I've a very basic problem.
I just need to extract the max from a vector range which keeps varying with a loop.
I would roughly write it in this way:

``````# Inp Input matrix with date and number in two different columns [date, numb]
#Out output vector with the list of max

for i = 1: length(Inp)
Out [ i ] = max ( Inp\$date [ i ] : Inp\$date [ i + 10] )
}

``````

I am so sorry but I'm new to R and i'm trying to get the basic concepts.

Thank You in advance,
Anet

Looks like the same question as here

1 Like

Yep, she's actually my colleague, we're working togheter, we wrote at the same time.. you can close this post if you want, thank you

Ah, great. I can't close. Did the solution in the other topic work? If so perhaps mark it as solved

Concerning @jmcvw's comment, please see the homework FAQ

``````# fake data using numerics; datetime objects will differ
Inp <- data.frame(date = seq(1:100))
# pre-allocate vector
Out <- rep(NA, 100)
# as written the loop only cycles the number (length) of columns, not rows
for (i in 1:length(Inp)) Out[i] <- max(Inp\$date[i]:Inp\$date[i + 10]) -> a
a
#> [1] 11
# corrected for that, it overshoots the range of Inp
for (i in 1:nrow(Inp)) Out[i] <- max(Inp\$date[i]:Inp\$date[i + 10]) -> b
#> Error in Inp\$date[i]:Inp\$date[i + 10]: NA/NaN argument
b
#> [1] 100
``````

Created on 2020-10-23 by the [reprex package]
(https://reprex.tidyverse.org) (v0.3.0.9001)

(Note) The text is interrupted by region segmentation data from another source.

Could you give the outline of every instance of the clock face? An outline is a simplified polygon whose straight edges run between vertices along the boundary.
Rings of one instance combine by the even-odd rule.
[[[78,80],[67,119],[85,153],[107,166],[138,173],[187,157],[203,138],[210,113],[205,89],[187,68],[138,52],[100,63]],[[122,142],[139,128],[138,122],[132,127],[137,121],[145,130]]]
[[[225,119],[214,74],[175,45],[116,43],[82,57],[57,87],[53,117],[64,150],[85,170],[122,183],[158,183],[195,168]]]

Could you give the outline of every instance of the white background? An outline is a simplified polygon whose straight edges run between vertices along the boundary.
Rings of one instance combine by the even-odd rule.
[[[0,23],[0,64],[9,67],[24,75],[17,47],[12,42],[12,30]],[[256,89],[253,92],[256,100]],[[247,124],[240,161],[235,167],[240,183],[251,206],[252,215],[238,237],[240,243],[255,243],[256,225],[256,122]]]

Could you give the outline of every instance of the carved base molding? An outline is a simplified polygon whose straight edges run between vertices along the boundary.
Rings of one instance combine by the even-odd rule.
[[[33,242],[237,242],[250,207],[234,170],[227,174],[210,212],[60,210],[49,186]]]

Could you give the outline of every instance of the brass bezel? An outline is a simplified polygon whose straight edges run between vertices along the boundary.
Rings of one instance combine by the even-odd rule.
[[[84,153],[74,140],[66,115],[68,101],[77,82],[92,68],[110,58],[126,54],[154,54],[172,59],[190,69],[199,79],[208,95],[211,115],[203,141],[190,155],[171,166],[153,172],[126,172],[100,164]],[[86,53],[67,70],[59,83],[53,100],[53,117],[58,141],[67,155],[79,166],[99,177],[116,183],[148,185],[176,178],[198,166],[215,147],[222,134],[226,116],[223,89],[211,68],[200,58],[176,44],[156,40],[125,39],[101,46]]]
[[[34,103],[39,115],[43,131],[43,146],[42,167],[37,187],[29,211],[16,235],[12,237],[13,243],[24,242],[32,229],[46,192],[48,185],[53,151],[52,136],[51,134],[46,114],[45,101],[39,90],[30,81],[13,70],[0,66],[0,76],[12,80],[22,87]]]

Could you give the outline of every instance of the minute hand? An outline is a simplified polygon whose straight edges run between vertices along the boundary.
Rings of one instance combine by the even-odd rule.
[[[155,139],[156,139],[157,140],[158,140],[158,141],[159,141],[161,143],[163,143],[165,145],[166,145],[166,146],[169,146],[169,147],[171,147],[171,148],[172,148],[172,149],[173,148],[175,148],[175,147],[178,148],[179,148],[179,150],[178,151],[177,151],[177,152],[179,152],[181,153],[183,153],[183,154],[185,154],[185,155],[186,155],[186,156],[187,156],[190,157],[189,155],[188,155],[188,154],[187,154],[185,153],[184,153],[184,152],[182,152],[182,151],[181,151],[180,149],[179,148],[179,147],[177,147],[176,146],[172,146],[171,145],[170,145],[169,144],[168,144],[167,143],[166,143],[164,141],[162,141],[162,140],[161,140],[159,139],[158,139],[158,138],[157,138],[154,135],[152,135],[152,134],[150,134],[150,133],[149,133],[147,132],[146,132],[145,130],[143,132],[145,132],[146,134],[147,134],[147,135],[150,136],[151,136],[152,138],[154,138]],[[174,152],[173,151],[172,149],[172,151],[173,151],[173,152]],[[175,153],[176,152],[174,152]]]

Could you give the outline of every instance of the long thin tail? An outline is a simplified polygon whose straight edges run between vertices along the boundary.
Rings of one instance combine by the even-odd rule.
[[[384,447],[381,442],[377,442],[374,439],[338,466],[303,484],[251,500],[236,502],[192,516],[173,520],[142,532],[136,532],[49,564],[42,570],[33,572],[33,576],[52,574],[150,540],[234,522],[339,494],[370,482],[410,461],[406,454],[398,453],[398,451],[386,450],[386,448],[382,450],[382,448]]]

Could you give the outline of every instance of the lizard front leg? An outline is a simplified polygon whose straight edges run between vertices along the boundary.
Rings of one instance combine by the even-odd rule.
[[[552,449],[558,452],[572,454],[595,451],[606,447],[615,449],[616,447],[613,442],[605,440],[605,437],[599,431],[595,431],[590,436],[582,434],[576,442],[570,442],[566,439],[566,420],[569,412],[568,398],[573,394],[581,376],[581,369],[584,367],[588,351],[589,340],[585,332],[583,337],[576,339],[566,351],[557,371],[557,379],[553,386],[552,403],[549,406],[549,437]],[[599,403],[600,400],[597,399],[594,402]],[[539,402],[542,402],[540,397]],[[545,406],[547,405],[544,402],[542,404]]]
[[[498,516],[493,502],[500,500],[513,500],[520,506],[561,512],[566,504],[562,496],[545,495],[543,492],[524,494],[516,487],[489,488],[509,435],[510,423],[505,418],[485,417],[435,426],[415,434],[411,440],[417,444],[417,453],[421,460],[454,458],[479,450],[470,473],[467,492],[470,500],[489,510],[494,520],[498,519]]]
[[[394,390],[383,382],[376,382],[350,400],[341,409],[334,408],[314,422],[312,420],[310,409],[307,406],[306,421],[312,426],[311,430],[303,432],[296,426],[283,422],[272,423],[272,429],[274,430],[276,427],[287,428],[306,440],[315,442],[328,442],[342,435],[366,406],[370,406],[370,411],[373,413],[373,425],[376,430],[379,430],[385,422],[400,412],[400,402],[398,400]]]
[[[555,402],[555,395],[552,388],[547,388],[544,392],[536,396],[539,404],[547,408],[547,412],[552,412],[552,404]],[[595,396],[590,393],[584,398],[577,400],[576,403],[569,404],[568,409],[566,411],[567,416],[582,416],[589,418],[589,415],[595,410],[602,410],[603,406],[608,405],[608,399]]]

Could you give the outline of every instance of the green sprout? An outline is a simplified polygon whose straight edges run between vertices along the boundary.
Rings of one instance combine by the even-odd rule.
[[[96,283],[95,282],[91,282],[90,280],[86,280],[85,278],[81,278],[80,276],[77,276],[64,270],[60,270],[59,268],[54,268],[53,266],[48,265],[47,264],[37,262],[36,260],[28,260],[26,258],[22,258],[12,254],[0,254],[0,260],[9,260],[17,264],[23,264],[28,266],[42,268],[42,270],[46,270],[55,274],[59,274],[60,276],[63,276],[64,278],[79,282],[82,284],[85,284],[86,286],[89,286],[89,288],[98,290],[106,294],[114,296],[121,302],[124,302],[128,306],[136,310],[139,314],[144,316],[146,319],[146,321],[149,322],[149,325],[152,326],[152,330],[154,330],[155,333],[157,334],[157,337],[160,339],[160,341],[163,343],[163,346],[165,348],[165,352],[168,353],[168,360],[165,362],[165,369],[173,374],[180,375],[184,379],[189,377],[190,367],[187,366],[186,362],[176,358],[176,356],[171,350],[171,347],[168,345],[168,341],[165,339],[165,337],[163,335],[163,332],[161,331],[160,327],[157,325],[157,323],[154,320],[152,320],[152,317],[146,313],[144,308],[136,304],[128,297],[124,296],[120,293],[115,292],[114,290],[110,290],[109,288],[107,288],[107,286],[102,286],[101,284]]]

The `for` statement is not the preferred approach for this class of problem in `R`, which is a functional language as presented to the user: f(x) = y.

x is the given, in this case a numeric column of a data frame, which can be simplified to a numeric vector, Inp.

y is the desired output, in this case another numeric vector representing the maxima of each sub-sequence of 10 elements of x.

f is the object that transforms x to y.

We say that f is a function, x is an argument and y is a value or return value.

Everything in `R` is an object, including functions, which can be arguments to other functions. Objects can be composed of other objects.

From that perspective, we have one piece in hand, `max`, which takes as its argument a vector. Now, we need a function that will provide a vector that represents a window of x.

At this point a `toy example` is helpful. Assume a x

``````Inp <- 1:10
``````

and y that represents the maximum of each run of two elements. By inspection that's easy enough—it's simply the even integers. One of the possible ways of doing this is

``````Inp <- 1:10
Inp[which(Inp%%2 == 0)]
#> [1]  2  4  6  8 10
``````

Created on 2020-10-23 by the reprex package (v0.3.0.9001)

This composition consists of the `%%` modulus function (a so-called primitive), `which` that finds even numbers (0 remainder) and the subset operators `[` and `]`, primitives that filter for the elements that meet the modulus test.

Another way would be to `split` the toy vector into the number of pieces desired.

Finally, take a look at slider for a set of functions designed to deal with this type of windowing problem.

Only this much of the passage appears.